AI Robotics Case - Controlling Robots with LLMs (Large Language Models)
Introduction: Controlling Robots with LLMs (Large Language Models)
In recent years, the integration of Large Language Models (LLMs) with robotic systems has emerged as a significant advancement in the field of robotics. LLMs, such as those based on Transformer architectures, provide a powerful tool for interpreting natural language commands and converting them into actionable instructions for robots. This capability bridges the gap between human operators and robots, enabling more intuitive and flexible control mechanisms. LLMs work by understanding and processing human language in a way that allows them to generate meaningful responses or instructions. When applied to robotics, these models can interpret commands given in natural language, parse the intent, and map this intent to specific actions that the robot can execute. In summary, controlling robots with LLMs represents a promising approach that leverages the capabilities of advanced language models to simplify and enhance human-robot interaction. By enabling robots to understand and act on natural language commands, this technology has the potential to make robotic systems more accessible and easier to operate in various applications.

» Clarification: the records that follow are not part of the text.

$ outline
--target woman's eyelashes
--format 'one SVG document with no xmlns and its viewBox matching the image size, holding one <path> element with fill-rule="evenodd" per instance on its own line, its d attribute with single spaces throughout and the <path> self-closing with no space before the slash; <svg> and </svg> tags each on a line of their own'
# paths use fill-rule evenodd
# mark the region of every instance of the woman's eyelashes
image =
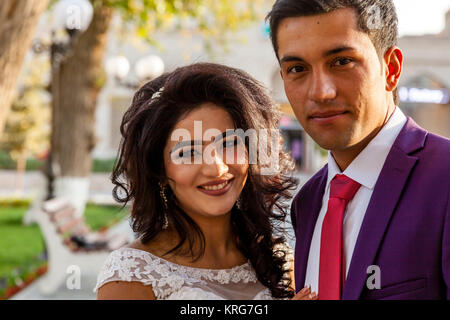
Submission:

The AI (LLM) based codes generally requires a high-level sensory inputs and motion control structure, where ACROME's Smart Motion Devices (SMD) are very suitable for this purpose. SMD ecosystem provides a high-level, low-latency and an optimized command structure to control the electromechanical parts of a robotic system. This enables the AI generated code to operate seamlessly and reduces the back-end tasks of a programmer for combining the human-prompt commands into robot commands such as "move forward", "turn-left", "turn 60 degrees", "move at 5 km/h", "move until you see an obstacle", etc.
In the next sections, we will briefly explain the components of the solution and will provide real-world example applications for a human prompted robotic motion execution.
What is an LLM (Large Language Model)?
A Large Language Model (LLM) is a type of artificial intelligence (AI) model designed to understand, generate, and manipulate human language. These models are built using deep learning techniques, particularly based on architectures such as Transformers, which allow them to process and generate text with a high degree of fluency and coherence. Examples of real-world LLMs include ChatGPT (from OpenAI), Gemini (Google), Llama (Meta), and Bing Chat (Microsoft). GitHub's Copilot is another example, but for coding instead of natural human language.
Applications of LLMs (Large Language Models)
Large Language Models (LLMs) are versatile tools used across various fields due to their ability to understand and generate human language. In customer support, they power chatbots and virtual assistants, enabling more natural and effective interactions. In content creation, LLMs generate and edit text, making them valuable for writing, summarizing, and creative tasks. They also enhance machine translation by providing more accurate and context-aware translations. In fields like e-commerce and streaming, LLMs drive personalized recommendations by analyzing user behavior. Additionally, LLMs are crucial in coding, where they assist in generating code snippets and debugging, as well as in legal and medical fields for document analysis and summarization. Their applications extend to education, where they provide personalized tutoring and content generation, and robotics, where they enable natural language control of machines. Overall, LLMs are integral in improving efficiency and accuracy in a wide range of tasks.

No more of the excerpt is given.